Development of a Digital Twin for smart farming: Irrigation management system for water saving

World agriculture faces the challenge of increasing its agricultural production by 50 % from 2012 to 2050, while reducing water consumption, as agriculture accounts for 69 % of all fresh water used on the planet. The use of technologies such as the internet of things, artificial intelligence, digital twins, among others, in the agricultural environment is increasing. Digital twin applied to agriculture is in its early stages of development. A digital twin is one in which data flows automatically and in both directions between a physical object and a virtual object. Withing this context, this paper presents a digital twin of a smart irrigation system in an application scenario.
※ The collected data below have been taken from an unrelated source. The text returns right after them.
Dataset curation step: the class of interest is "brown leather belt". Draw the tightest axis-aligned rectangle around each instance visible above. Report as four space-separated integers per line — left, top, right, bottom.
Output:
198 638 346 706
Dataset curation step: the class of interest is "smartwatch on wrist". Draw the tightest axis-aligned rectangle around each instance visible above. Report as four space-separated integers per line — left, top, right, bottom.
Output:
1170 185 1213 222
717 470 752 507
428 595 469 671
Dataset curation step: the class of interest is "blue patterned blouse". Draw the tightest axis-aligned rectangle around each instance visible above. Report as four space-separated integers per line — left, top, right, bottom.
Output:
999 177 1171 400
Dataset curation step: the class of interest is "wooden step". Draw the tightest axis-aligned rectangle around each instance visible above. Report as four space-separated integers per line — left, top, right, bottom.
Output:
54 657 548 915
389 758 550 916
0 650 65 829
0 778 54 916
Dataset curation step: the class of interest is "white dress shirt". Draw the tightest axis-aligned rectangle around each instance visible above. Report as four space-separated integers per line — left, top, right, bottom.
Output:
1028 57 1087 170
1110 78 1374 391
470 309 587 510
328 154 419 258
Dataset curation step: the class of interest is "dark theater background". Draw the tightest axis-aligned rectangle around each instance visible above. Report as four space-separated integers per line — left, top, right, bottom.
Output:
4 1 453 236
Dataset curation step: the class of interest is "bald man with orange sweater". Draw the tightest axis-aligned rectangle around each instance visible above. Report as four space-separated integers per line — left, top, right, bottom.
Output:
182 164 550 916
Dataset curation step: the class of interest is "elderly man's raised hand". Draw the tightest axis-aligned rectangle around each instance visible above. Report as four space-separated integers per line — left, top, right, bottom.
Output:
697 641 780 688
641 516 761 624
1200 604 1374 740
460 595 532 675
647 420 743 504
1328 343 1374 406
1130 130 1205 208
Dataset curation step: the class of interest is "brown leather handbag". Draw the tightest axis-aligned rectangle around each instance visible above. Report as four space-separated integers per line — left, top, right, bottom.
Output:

A digital twin for an irrigation system is one in which the physical components of the system, such as its sensors and actuators, are connected with their virtual representations. The system is composed of a FIWARE-based internet of things platform and a discrete event simulation model in Siemens Plant Simulation software. The internet of things platform is used to collect, aggregate and process soil, weather and crop data to calculate daily irrigation prescriptions. The simulation model is used to simulate the behavior of an irrigation system defined in an application scenario. The communication between the platform and the simulation model happens in real-time and is intermediate by an OPC UA server. A application scenario is considered to evaluate the behavior of the system and to evaluate, in future research, different irrigation strategies. The benefits of the systems proposed are twofold. First, evaluate the behavior of the Internet of Things (IoT) platform and an irrigation system before implementing both in the field. Second, enable the evaluation of different irrigation strategies in parallel with current farm practices. Within the system proposed, farmers can evaluate the behavior of the system before implementing in their farms and allowing the system to operate automatically. It is possible to infer that the system can improve farm operations and reduce water usage by allowing farmers to gather soil, weather and crop information and evaluate multiple irrigation strategies.